355
財は劣智の人を害へども(11)度脫を求むる人を〔害ふこと〕なし、財欲のために無智者は其の身を害ふこと、〔猶ほ〕他を〔害ふ〕が如し。
356
田は惡草のために損はれ、此の羣生は貪欲のために損はる、されば離欲の人に施せる〔物〕には、大果報あり。
357
田は惡草のために損はれ、此の羣生は瞋恚のために損はる、されば離瞋の人に施せる〔物〕には、大果報あり。
358
田は惡草のために損はれ、此の羣生は愚癡のために損はる、されば離癡の人に施せる〔物〕には、大果報あり。
359
田は惡草のために損はれ、此の羣生は意欲のために損はる、されば離慾の人に施せる〔物〕には、大果報あり。

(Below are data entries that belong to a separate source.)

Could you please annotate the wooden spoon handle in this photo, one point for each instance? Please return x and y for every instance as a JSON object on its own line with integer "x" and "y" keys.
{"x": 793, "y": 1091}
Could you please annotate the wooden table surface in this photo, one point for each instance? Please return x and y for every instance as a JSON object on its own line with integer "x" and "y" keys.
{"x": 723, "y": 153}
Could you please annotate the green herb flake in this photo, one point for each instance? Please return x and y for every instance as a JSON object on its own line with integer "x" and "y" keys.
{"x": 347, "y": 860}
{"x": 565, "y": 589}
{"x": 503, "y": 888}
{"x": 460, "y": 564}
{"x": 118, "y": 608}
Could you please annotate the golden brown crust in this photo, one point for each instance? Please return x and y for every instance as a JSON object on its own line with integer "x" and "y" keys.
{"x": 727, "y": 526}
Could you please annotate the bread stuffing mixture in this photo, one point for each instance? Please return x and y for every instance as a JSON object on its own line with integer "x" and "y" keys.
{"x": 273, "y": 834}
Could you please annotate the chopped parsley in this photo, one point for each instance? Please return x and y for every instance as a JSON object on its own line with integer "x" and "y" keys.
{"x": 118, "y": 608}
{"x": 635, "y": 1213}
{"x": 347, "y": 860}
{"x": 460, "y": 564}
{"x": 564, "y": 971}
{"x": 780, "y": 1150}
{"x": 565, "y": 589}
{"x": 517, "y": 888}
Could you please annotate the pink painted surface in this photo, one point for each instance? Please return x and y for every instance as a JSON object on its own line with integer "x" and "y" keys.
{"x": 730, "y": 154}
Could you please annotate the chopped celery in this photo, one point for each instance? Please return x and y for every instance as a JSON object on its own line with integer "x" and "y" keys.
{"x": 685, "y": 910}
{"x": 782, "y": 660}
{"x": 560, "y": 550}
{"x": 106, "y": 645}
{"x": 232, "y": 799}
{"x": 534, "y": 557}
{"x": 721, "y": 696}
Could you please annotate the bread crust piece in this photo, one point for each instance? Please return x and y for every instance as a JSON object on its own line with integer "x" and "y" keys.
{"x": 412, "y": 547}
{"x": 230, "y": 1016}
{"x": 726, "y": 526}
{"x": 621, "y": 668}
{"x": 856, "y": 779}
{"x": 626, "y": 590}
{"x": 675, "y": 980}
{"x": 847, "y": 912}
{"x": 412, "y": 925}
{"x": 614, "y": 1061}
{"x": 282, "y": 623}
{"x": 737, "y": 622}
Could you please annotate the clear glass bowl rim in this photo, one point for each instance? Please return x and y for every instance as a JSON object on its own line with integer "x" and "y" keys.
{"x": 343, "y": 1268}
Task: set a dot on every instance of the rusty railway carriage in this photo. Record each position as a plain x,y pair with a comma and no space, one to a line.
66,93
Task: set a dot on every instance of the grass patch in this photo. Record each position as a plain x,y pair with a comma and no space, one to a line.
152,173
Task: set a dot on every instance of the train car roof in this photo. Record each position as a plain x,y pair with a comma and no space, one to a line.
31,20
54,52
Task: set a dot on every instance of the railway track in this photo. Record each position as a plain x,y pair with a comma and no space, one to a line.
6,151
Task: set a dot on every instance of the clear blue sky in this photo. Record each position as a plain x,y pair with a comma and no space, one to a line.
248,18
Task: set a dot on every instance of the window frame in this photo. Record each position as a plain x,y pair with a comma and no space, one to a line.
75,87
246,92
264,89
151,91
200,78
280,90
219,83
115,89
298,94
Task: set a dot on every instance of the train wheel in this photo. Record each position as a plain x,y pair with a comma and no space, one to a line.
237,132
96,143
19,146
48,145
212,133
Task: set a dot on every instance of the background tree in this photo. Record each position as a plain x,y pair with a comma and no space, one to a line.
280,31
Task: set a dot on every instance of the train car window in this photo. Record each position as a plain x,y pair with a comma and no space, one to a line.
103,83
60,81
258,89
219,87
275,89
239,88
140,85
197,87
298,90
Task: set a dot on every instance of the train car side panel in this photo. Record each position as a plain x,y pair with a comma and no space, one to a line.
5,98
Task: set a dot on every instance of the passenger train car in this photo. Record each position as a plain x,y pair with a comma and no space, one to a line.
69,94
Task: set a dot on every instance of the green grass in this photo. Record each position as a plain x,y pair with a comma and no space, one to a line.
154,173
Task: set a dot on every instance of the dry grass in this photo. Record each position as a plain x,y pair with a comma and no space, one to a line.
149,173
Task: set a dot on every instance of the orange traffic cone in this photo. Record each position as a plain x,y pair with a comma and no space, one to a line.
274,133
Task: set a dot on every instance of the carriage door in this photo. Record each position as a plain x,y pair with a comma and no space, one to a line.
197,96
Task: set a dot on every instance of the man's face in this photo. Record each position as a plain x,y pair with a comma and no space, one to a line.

(1) Visattikā を『長老偈』三九九偈の英譯にてリス・デビヅ夫人は The poisoner of all mankind とす、あらゆる人類を毒するものの意、欲、欲望の意もあり。 (2) 學名を Andropogon murica tum と云ふ、一種の香草なり、其の敎を優尸羅と云ふ、三三七偈を見よ。 (3) Vanatha には矮樹林、下生、園欲等の意あり。 (4) Vana にも森林、叢林、園欲等の意あり。 (5) 阿羅漢果を指すと釋せり。 (6) 言語と文句。 (7) 文字を集めたるもの、卽ち文章と、文章中文字の前後。 (8) 阿羅漢や獨覺や佛は一旦無餘涅槃に入れば、再び世に出ることなし、故に此等を指して最後身の人と云ふ。 (9) 諸經要集二一一偈、イチウッタカ一一二偈、マハーヷッガ(大品)一の六參照。 (10) 愛欲、愛會を盡すことにて阿羅漢果を云ふ。 (11) 彼岸に達せんと願へる人。
沙門品第二十五
360
眼を以て〔自ら〕攝するは善く、耳を以て〔自ら〕攝するは善し、鼻によりて攝するは善く、舌の上に〔自ら〕攝するは善し。